ALBA não recebeu notificação sobre suspensão da indicação de Josias ao TCE, diz Ivana

    Presidente do Legislativo diz que votação de Josias Gomes para o Tribunal de Contas do Estado (TCE) nesta segunda (22) seguiu o "rito normal"

    Fotos: Foto: Sandra Travassos/Agência ALBA | Câmara dos Deputados

    A presidente da Assembleia Legislativa da Bahia (ALBA), deputada Ivana Bastos (PSD), afirmou que o Parlamento baiano não foi oficialmente comunicado sobre a decisão judicial que determinava a suspensão da indicação do deputado federal Josias Gomes (PT) ao Tribunal de Contas do Estado (TCE-BA). A declaração foi dada após o plenário aprovar o nome do petista por 39 votos a favor e quatro contrários, na tarde desta segunda-feira (22).

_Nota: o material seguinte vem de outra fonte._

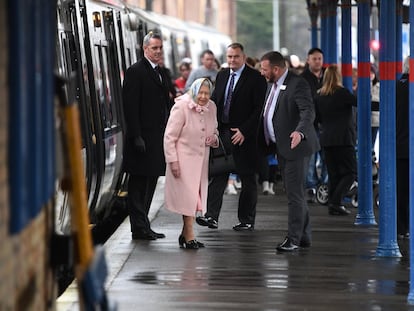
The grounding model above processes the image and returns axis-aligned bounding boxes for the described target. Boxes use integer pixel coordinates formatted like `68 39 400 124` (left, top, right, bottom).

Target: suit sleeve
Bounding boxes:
122 68 142 138
294 78 315 137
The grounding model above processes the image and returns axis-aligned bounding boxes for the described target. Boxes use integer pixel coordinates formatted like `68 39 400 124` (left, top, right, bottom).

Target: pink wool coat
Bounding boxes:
164 94 218 216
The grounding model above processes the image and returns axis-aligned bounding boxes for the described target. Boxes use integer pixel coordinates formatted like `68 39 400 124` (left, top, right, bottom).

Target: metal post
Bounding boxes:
408 1 414 305
273 0 280 51
319 1 329 66
395 1 403 79
376 1 401 257
326 1 338 64
341 0 352 92
355 0 376 225
307 0 319 47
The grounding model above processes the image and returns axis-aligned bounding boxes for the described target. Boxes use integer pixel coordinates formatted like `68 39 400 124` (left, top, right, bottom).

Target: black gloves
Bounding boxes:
133 136 145 153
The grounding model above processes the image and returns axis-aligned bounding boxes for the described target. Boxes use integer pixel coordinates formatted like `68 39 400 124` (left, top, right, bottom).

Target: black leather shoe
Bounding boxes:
196 216 218 229
132 231 157 240
276 237 299 252
233 223 254 231
151 229 165 239
329 204 351 216
299 240 312 248
178 235 205 248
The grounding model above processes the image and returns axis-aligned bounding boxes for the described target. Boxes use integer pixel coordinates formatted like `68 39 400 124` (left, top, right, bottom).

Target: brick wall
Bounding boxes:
0 1 56 311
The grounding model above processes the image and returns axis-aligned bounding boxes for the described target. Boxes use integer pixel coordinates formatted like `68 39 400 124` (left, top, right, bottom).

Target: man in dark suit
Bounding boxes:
258 52 320 252
197 43 267 231
122 31 170 240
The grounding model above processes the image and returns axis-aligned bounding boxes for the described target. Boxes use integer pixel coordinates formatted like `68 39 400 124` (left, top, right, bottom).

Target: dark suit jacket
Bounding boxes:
122 58 171 176
395 74 409 159
315 87 357 147
211 66 267 173
258 72 320 160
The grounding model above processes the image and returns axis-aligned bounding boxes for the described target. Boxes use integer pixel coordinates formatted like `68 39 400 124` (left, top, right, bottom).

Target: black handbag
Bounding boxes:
208 137 236 177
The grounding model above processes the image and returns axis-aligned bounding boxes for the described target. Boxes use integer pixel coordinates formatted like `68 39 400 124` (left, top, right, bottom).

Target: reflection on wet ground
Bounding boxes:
107 185 414 311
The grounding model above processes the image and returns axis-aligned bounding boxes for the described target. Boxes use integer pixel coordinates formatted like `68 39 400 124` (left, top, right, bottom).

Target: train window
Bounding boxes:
94 45 118 130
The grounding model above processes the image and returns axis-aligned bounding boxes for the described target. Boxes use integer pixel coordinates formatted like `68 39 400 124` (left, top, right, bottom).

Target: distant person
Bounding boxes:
395 57 410 240
370 65 380 162
197 43 266 231
122 31 170 240
301 48 328 202
174 63 191 96
158 55 177 106
185 50 218 91
257 51 319 252
315 65 357 215
164 78 218 249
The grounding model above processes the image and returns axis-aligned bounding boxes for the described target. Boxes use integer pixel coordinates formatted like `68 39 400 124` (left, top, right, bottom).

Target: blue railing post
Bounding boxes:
407 1 414 305
341 0 352 92
376 1 401 257
355 0 376 225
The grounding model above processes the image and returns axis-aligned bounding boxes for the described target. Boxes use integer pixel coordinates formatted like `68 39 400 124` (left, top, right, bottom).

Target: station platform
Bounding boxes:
57 181 414 311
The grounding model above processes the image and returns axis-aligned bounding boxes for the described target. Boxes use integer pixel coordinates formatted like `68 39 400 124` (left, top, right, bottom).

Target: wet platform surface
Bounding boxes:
58 180 414 311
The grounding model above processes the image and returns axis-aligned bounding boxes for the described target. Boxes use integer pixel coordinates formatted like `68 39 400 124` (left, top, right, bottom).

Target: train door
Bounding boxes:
56 1 96 233
84 3 123 220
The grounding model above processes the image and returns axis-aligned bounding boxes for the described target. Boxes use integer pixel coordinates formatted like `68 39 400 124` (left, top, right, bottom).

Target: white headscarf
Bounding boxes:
188 78 213 102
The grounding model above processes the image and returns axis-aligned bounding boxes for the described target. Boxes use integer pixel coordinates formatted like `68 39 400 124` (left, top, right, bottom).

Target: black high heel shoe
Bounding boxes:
178 235 205 249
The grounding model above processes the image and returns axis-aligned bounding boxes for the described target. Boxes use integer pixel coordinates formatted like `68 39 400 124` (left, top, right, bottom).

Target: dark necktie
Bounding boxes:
263 82 277 145
222 72 236 123
154 66 162 82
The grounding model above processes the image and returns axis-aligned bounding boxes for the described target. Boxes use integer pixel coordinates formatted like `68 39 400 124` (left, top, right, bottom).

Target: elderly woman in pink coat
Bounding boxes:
164 78 218 249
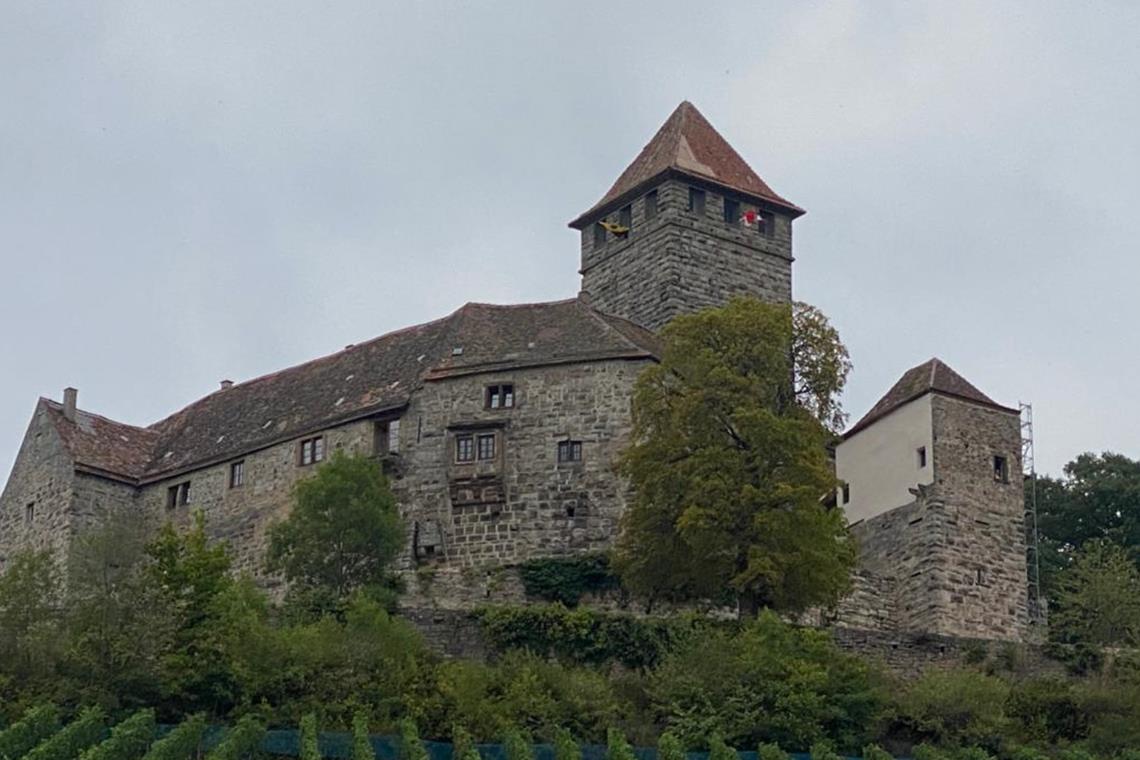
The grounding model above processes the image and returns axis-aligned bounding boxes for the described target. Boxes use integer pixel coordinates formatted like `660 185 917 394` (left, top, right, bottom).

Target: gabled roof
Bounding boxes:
570 100 804 227
844 358 1017 439
43 299 659 482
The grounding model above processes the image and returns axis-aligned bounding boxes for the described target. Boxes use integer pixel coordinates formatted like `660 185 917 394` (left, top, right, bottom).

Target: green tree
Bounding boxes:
1050 540 1140 646
268 451 406 603
614 299 856 612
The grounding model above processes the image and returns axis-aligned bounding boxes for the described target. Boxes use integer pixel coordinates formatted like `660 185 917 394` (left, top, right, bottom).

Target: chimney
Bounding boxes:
64 387 79 422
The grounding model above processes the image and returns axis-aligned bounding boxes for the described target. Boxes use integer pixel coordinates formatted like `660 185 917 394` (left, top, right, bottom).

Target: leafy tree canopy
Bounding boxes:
616 299 855 611
268 451 405 602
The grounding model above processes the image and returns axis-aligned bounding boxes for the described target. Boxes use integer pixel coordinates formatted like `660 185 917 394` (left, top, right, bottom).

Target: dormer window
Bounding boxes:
483 383 514 409
300 435 325 467
689 187 705 216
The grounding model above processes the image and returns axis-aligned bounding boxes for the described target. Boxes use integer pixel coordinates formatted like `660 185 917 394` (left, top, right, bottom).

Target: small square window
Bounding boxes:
301 435 325 467
455 435 475 461
645 190 657 220
483 383 514 409
724 198 740 224
994 457 1009 483
559 441 581 463
166 481 190 509
477 433 495 461
229 459 245 488
618 206 634 229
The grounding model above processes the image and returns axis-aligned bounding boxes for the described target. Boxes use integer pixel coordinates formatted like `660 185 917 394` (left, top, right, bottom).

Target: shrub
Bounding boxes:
143 714 206 760
756 744 791 760
811 742 842 760
400 718 428 760
352 712 373 760
301 712 320 760
554 726 581 760
605 728 637 760
709 734 740 760
503 728 535 760
0 704 59 760
451 726 479 760
863 744 895 760
80 710 154 760
657 732 685 760
206 716 266 760
24 708 106 760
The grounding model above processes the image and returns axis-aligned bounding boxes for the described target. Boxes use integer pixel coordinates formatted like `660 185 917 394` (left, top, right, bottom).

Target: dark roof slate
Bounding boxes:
844 358 1016 439
570 100 804 227
47 299 658 481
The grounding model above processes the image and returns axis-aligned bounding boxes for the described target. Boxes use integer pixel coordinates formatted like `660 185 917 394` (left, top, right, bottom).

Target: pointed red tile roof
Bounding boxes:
844 358 1017 439
570 100 804 227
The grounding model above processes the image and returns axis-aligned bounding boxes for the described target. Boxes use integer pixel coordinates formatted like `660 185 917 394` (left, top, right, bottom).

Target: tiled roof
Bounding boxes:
47 300 658 481
844 358 1016 438
570 100 804 227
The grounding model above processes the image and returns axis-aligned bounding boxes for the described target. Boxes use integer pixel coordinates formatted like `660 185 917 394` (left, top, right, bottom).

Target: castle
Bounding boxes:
0 103 1028 640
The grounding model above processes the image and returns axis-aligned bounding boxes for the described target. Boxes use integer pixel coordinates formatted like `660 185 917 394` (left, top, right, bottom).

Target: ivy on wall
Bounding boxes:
519 554 621 607
475 604 715 669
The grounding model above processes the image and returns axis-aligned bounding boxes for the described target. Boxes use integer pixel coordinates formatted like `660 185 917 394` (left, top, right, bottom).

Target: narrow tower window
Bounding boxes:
689 187 705 216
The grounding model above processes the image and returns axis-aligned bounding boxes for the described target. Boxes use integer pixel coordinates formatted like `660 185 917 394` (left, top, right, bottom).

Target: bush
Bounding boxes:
709 734 740 760
503 728 535 760
451 726 479 760
24 708 107 760
400 718 428 760
896 670 1009 749
811 742 842 760
301 712 320 760
206 716 266 760
0 704 59 760
657 732 684 760
80 710 155 760
143 714 206 760
863 744 895 760
352 712 373 760
756 744 791 760
554 726 581 760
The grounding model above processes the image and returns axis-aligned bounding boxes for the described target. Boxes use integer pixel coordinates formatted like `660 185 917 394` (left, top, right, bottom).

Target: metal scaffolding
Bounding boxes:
1018 401 1045 623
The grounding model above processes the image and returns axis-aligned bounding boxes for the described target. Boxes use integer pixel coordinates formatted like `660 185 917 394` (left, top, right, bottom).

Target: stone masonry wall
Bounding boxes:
581 180 792 329
933 395 1028 640
396 360 645 607
0 404 75 571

    Segundo a parlamentar, a Casa tomou conhecimento da liminar concedida pela desembargadora Joanice Maria Guimarães de Jesus, do Tribunal de Justiça da Bahia (TJ-BA), apenas por meio de veículos de comunicação. “Nós vimos na imprensa que o Tribunal de Justiça havia suspendido, mas oficialmente a Casa, até esse momento, não foi comunicada”, afirmou a presidente.

    Ivana defendeu a legalidade da votação, ressaltando que o processo seguiu os trâmites regimentais do Legislativo após o recebimento da mensagem do governador Jerônimo Rodrigues (PT). 

    A parlamentar destacou que o nome de Gomes foi encaminhado à Comissão de Constituição e Justiça (CCJ), onde recebeu aprovação por unanimidade, com 7 votos favoráveis. Após o aval da comissão, a matéria foi levada para apreciação de todos os deputados. A inclusão da pauta foi orientada pela Procuradoria da Assembleia, que não identificou impedimentos formais até o início da sessão.

    “Fizemos tudo no rito normal da Casa. Não recebemos nada da Justiça, fizemos a parte nossa aqui”, disse a deputada.

    Entrave jurídico

    A indicação é alvo de questionamento da Associação Nacional dos Ministros e Conselheiros Substitutos dos Tribunais de Contas (Audicon). A entidade alega que a vaga em questão deveria ser preenchida obrigatoriamente por um auditor de carreira, e não por uma indicação de livre escolha política do Executivo.

    Embora a ALBA tenha concluído a votação, o processo estadual deve aguardar o julgamento do mérito da Ação Direta de Inconstitucionalidade por Omissão (ADO 87) no Supremo Tribunal Federal (STF) para que a nomeação e posse sejam efetivadas.